Meta Fabien, Rudisill Samuel S, Simon Karissa N, Krych Aaron J, Hevesi Mario
Department of Orthopedic Surgery, Mayo Clinic, Rochester, Minnesota, U.S.A.
Arthrosc Tech. 2024 Apr 16;13(7):102994. doi: 10.1016/j.eats.2024.102994. eCollection 2024 Jul.

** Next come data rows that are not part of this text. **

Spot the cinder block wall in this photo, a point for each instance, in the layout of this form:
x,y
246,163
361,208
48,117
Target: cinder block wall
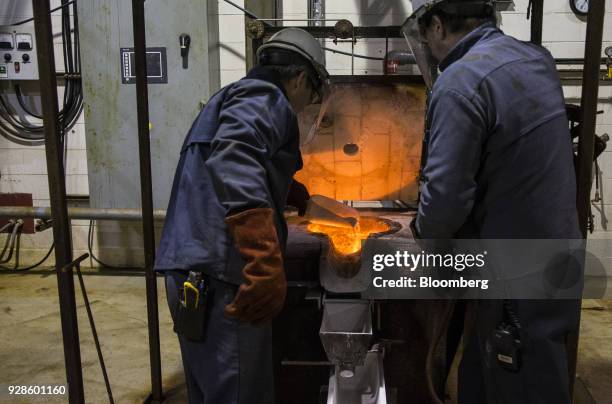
x,y
23,169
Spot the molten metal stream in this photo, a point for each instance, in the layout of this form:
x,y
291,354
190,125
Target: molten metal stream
x,y
347,240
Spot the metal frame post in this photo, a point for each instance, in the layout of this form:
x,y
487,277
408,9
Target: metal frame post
x,y
57,195
537,21
146,191
586,143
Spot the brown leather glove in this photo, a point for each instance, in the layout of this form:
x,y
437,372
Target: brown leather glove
x,y
261,298
298,197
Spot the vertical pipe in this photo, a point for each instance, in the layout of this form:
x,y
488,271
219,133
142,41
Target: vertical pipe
x,y
537,21
146,191
57,195
586,142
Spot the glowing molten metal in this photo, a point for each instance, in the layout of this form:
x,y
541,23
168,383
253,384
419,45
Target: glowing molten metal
x,y
347,240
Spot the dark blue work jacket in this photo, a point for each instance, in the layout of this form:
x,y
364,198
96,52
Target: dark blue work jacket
x,y
241,153
499,159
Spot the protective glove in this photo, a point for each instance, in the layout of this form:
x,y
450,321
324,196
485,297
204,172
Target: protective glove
x,y
262,297
298,197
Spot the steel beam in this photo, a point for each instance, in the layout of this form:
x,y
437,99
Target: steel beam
x,y
146,192
79,213
537,21
586,143
57,196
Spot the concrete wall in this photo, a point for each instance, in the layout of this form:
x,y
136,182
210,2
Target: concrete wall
x,y
23,169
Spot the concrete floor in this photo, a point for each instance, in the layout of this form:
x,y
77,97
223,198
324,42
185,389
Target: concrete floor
x,y
31,348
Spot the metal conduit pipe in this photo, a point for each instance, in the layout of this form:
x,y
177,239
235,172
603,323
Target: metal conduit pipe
x,y
119,214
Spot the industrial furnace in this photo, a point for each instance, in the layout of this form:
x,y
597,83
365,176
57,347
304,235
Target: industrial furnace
x,y
332,343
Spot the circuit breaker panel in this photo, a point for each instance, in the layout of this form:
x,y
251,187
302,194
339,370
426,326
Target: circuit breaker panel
x,y
18,58
183,72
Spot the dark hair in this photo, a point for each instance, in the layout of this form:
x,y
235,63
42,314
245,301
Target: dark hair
x,y
456,23
285,73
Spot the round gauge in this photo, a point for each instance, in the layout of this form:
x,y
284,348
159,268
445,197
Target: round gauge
x,y
580,7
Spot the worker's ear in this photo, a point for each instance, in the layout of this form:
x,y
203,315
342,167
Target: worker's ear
x,y
437,28
302,80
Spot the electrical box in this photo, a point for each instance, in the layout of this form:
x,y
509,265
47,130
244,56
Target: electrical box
x,y
180,80
18,58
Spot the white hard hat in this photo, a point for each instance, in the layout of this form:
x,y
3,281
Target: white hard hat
x,y
302,43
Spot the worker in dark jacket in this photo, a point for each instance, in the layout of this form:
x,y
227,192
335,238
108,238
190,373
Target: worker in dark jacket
x,y
498,166
225,233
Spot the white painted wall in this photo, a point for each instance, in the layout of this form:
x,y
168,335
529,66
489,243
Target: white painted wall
x,y
23,169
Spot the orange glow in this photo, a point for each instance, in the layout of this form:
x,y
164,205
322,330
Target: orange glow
x,y
347,241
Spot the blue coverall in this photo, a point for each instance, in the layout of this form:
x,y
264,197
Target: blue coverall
x,y
241,153
499,166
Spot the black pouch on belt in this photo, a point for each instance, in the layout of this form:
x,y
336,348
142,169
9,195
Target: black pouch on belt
x,y
192,313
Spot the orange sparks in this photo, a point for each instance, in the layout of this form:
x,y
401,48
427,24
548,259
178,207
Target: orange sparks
x,y
347,240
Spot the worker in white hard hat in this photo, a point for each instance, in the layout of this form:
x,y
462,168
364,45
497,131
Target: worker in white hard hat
x,y
225,233
497,165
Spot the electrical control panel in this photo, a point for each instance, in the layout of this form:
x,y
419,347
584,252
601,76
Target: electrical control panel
x,y
18,58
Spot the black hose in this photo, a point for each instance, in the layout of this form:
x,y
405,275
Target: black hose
x,y
95,334
32,19
22,103
39,263
14,237
8,237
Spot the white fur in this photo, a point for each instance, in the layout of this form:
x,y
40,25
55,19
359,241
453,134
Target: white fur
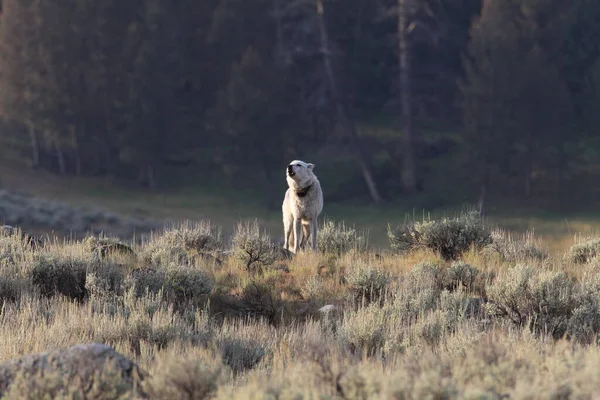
x,y
300,213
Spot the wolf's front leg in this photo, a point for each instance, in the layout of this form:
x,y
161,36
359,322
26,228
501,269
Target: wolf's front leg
x,y
297,235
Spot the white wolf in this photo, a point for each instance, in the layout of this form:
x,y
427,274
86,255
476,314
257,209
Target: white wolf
x,y
301,207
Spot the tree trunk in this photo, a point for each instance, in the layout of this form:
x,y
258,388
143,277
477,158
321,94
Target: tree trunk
x,y
60,158
528,163
151,177
344,119
280,58
77,153
409,179
483,189
35,149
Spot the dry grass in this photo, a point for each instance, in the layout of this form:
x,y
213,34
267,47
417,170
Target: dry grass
x,y
499,322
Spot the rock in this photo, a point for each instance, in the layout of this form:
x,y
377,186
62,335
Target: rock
x,y
79,365
284,254
327,309
282,268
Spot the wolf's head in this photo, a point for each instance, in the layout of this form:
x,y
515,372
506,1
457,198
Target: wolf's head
x,y
299,174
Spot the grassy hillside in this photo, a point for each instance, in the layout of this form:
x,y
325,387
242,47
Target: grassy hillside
x,y
457,311
226,207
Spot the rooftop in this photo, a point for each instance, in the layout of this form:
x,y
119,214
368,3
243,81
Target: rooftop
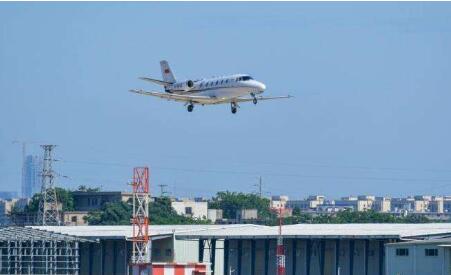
x,y
250,231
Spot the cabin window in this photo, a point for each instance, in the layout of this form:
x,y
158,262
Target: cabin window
x,y
431,252
402,252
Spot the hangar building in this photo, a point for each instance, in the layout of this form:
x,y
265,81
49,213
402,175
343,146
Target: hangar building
x,y
311,249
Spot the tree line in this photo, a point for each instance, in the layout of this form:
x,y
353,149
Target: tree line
x,y
161,211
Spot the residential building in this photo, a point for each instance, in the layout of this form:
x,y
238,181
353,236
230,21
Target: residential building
x,y
278,202
363,204
312,202
8,195
214,215
401,204
92,200
246,215
436,205
382,204
75,217
191,208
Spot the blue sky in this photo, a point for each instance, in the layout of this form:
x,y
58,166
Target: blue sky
x,y
371,81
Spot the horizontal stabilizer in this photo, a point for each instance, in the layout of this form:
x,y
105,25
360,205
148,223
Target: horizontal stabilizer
x,y
245,99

Acetabular labral tears are commonly diagnosed in patients with hip or groin pain, most of which occur anterosuperiorly. In some cases, operative intervention in the form of arthroscopic labral repair may be necessary to restore labral function. Posterolateral tears can be technically challenging when using traditional modified anterior portal and anterolateral (AL) portal access owing to a suboptimal drill trajectory. In this article, we describe the establishment of a posterolateral (PL) portal 1 to 2 cm posterior to the tip of the greater trochanter, mirroring the distal-to-proximal trajectory of the AL portal and entering the capsulotomy at the 10-o'clock position. This method highlights that the PL portal is used for drilling and anchor placement, whereas the remaining work is performed through the AL portal. This avoids the use of any shavers or burrs in the PL portal near important neurovascular structures, including the sciatic nerve. Addressing posterolateral labral tears in the 9- to 11-o'clock position using a PL portal can enhance labral fixation, thereby mitigating the risk of suboptimal repairs that can negatively impact postoperative outcomes.
髋臼盂唇撕裂在髋部或腹股沟疼痛患者中很常见,其中大多数发生在髋臼前上方。在某些情况下,可能需要通过关节镜盂唇修复术进行手术干预,以恢复盂唇功能。当使用传统的改良前入路和前外侧(AL)入路时,由于钻孔轨迹不理想,后侧撕裂在技术上具有挑战性。在本文中,我们描述了在大转子尖端后方1至2厘米处建立后外侧(PL)入路,该入路与AL入路从远到近的轨迹相对应,并在10点钟位置进入关节囊切开处。该方法强调PL入路用于钻孔和锚钉置入,而其余操作通过AL入路进行。这避免了在靠近包括坐骨神经在内的重要神经血管结构的PL入路中使用任何刨刀或磨钻。使用PL入路处理9至11点钟位置的后侧盂唇撕裂可增强盂唇固定,从而降低可能对术后结果产生负面影响的修复效果欠佳的风险。